Monday, June 6, 2022

Exploiting the Wii U's USB Descriptor parsing

In this write-up we're going to take a look at exploiting the Wii U's USB Host Stack. Over the past few months I spent a lot of time reverse engineering USB related things on the Wii U. 

Overview

The Wii U contains an ARM chip running an embedded operating system called IOSU. IOSU consists of several modules which contain device drivers and other components not handled on the main PPC CPU.

The most relevant module for this write-up is IOS-USB, which handles all USB devices which can be plugged into the external USB ports.
IOS-USB contains UHS which is the USB Host Stack of the Wii U.

USB Descriptor parsing

Every USB device contains several descriptors which describe different information about the device to the host. All devices have a device descriptor and several configuration descriptors. Each descriptor has a size and type field.
After plugging in a device, UHS starts with reading and parsing the device descriptor. The device descriptor contains things like the USB version, the Vendor and Product ID of the device, and the amount of config descriptors.
After that all configuration descriptors are read from the device. The configuration descriptor is a bit more complicated than the device descriptor. Instead of having a fixed sized, the configuration can have any size specified in the wTotalLength field of the configuration descriptor. After the configuration descriptor, multiple interface and endpoint descriptors are appended to the configuration.
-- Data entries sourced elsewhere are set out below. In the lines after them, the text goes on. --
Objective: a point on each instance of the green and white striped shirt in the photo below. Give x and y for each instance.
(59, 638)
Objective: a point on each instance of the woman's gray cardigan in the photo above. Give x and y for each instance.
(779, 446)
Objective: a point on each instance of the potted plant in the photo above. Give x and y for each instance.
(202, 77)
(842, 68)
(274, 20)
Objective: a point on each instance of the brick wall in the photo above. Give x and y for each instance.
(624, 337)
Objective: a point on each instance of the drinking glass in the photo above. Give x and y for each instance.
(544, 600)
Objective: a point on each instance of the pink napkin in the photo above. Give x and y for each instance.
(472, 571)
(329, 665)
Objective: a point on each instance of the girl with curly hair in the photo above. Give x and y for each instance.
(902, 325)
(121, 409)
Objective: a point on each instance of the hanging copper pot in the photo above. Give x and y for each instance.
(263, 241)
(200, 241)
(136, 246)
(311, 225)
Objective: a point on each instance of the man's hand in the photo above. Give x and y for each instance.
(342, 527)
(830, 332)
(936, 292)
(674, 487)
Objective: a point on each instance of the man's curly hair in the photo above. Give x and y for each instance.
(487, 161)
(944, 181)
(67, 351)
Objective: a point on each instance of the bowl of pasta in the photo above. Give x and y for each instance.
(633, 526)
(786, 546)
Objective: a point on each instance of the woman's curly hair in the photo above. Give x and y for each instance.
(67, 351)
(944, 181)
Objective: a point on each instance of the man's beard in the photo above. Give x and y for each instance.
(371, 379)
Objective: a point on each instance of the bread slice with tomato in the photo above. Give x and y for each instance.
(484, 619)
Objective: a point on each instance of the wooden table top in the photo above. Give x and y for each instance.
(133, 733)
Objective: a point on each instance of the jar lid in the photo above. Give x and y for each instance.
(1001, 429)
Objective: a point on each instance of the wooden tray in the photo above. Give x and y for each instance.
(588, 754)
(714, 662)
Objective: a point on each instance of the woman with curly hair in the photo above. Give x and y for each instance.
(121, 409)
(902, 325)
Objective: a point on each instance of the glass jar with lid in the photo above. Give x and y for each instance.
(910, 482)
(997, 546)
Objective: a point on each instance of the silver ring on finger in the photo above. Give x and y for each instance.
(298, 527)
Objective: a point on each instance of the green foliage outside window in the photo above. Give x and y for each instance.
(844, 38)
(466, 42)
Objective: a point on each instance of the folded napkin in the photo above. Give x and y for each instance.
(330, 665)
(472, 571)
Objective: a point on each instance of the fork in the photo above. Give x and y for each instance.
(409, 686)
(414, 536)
UHS will load up to 32 configurations into memory, and then parses all interface and endpoint descriptors of the first configuration.

The bug

To read the full configuration into a buffer, UHS starts with reading the first 9 bytes of the configuration, which contains the configuration descriptor. It then allocates a buffer from the heap with the total configuration size, which is specified in the wTotalLength field. The full configuration is now read into that buffer.

Since all USB descriptor values are stored as little-endian and the ARM is running as big-endian, some descriptor fields need to be byteswapped.
To byteswap all of the endpoint descriptor fields of the configuration the following code is used. This code usually also parses interface descriptors, which has been left out for simplicity.

The loop goes over all endpoint descriptors and byteswaps them until wTotalLength is reached. So, where's the bug?
UHS doesn't verify that wTotalLength matches the total length of the initially read config descriptor, which was used to determine the buffer size. This means the total length can be larger than the actual configuration, which allows pointing endpoint descriptors past the configuration buffer, causing out of bounds byteswaps.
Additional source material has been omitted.